ECLI:NL:CRVB:2009:BJ3055
Centrale Raad van Beroep
- Hoger beroep
- Rechtspraak.nl
Intrekking van WAO-uitkering en beoordeling van nieuwe feiten
In deze zaak gaat het om het hoger beroep van appellant tegen de uitspraak van de rechtbank ’s-Gravenhage van 26 februari 2008, waarin het verzoek van appellant om terug te komen van de intrekking van zijn arbeidsongeschiktheidsuitkering werd afgewezen. De Centrale Raad van Beroep heeft op 17 juli 2009 uitspraak gedaan. Appellant, vertegenwoordigd door mr. W.G.H. van de Wetering, stelde dat er nieuwe feiten en omstandigheden waren die de intrekking van zijn uitkering onterecht maakten. Het Uwv had eerder, op 26 oktober 2005, het verzoek van appellant om terug te komen van de intrekking van zijn uitkering afgewezen, en dit werd in een daaropvolgend besluit op 21 februari 2006 bevestigd. De rechtbank oordeelde dat het Uwv terecht had geoordeeld dat er geen nieuwe feiten waren die de intrekking konden onderbouwen.
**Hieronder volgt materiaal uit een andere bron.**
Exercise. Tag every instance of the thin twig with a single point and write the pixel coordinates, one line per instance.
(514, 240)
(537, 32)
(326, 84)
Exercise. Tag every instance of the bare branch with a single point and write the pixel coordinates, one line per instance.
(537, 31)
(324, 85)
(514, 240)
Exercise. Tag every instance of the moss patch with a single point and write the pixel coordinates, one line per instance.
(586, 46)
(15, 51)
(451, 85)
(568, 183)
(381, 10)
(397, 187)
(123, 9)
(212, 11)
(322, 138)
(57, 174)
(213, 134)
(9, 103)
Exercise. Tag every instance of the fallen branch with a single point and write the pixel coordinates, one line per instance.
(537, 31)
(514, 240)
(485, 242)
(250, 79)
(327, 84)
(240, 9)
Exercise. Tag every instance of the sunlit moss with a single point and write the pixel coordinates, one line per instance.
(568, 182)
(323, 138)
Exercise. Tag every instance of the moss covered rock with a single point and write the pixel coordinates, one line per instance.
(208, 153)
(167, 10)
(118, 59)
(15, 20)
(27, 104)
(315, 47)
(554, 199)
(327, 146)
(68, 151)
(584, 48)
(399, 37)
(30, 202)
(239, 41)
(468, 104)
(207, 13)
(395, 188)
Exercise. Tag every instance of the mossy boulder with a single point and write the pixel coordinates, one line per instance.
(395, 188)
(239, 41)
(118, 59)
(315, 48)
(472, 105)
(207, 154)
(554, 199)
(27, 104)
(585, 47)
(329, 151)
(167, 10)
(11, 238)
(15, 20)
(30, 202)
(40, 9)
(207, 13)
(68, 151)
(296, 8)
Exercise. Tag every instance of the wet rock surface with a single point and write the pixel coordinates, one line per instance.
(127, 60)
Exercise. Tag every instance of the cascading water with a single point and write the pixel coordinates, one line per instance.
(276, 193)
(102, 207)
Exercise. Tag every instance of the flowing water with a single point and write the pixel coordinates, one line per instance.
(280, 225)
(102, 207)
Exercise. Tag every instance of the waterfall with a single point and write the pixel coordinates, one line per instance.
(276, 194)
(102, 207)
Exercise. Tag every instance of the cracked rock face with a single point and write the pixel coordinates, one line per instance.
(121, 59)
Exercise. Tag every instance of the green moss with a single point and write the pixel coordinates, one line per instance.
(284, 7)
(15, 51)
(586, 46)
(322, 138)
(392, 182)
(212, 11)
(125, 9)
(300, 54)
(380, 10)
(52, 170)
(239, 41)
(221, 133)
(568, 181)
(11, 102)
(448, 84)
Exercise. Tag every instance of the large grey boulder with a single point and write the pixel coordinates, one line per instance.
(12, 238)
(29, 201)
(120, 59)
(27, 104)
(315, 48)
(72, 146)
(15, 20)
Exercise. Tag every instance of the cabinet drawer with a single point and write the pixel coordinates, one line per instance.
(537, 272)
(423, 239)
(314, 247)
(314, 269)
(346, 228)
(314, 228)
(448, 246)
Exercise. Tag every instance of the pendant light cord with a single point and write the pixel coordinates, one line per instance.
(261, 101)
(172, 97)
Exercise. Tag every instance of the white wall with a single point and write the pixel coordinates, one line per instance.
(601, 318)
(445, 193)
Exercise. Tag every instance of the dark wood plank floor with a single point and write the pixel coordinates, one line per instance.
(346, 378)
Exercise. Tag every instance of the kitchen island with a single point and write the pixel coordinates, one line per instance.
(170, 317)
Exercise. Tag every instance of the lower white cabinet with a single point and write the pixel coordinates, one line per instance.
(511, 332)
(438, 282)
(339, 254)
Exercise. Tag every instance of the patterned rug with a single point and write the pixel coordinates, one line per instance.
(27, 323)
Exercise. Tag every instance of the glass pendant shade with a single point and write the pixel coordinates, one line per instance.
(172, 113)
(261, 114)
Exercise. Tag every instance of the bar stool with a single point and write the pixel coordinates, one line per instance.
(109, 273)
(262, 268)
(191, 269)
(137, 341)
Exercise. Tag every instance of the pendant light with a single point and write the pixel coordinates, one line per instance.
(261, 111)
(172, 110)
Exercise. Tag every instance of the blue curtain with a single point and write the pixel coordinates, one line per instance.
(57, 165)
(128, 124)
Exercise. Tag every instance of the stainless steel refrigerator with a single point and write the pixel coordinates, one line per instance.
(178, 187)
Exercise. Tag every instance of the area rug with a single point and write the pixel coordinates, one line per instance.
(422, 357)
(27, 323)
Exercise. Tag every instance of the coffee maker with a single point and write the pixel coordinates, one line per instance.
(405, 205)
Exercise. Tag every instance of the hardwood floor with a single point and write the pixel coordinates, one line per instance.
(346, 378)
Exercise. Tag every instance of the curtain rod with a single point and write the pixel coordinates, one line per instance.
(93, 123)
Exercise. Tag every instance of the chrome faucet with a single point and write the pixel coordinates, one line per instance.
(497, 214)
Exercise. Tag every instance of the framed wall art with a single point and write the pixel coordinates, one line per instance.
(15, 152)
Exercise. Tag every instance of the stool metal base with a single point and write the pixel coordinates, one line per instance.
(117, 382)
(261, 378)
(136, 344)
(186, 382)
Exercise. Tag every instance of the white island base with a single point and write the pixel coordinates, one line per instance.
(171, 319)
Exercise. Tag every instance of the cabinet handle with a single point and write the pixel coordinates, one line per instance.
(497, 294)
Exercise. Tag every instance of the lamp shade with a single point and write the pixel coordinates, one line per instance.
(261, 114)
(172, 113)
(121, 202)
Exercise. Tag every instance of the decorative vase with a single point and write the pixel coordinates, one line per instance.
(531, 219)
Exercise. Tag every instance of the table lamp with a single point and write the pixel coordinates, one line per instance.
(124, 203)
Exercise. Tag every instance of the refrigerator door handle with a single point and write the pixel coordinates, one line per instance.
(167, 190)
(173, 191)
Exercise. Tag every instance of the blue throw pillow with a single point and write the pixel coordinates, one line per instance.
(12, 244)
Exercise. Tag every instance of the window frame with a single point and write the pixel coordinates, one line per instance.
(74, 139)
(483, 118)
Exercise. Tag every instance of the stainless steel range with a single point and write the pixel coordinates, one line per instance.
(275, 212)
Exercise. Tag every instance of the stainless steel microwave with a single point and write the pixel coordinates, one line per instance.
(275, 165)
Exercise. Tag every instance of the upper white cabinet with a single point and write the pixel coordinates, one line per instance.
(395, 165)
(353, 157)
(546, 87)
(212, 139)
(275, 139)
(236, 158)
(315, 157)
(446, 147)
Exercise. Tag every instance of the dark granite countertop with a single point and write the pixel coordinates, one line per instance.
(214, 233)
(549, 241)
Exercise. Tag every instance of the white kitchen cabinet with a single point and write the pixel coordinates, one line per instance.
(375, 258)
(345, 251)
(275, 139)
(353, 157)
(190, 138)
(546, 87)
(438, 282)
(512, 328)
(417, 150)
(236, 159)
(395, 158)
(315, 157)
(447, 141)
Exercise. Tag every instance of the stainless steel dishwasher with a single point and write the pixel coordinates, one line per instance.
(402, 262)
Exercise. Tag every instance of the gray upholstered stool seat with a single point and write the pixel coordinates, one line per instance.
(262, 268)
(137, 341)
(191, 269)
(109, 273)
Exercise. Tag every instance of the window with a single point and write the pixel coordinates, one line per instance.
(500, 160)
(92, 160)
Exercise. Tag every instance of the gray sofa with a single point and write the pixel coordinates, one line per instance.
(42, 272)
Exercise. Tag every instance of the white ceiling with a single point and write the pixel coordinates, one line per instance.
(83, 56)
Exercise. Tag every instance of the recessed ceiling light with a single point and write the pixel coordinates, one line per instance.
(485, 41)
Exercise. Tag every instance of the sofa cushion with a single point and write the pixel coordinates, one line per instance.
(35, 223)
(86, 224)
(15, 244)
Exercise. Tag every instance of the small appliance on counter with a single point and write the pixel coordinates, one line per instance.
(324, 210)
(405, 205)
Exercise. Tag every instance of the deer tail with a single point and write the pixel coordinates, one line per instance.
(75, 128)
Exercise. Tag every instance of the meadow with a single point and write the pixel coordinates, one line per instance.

In hoger beroep herhaalde appellant zijn standpunt dat er nieuwe inzichten waren in zijn ziektebeeld, die, als ze eerder bekend waren geweest, hadden geleid tot het niet intrekken van zijn uitkering. De Raad voor de Rechtspraak oordeelde echter dat er geen bewijs was dat het Uwv buiten het toetsingskader van de Algemene wet bestuursrecht was getreden. De Raad bevestigde het oordeel van de rechtbank en oordeelde dat het hoger beroep niet kon slagen. De uitspraak werd gedaan door R.C. Stam, in tegenwoordigheid van griffier R.L. Rijnen, en werd openbaar uitgesproken op 17 juli 2009.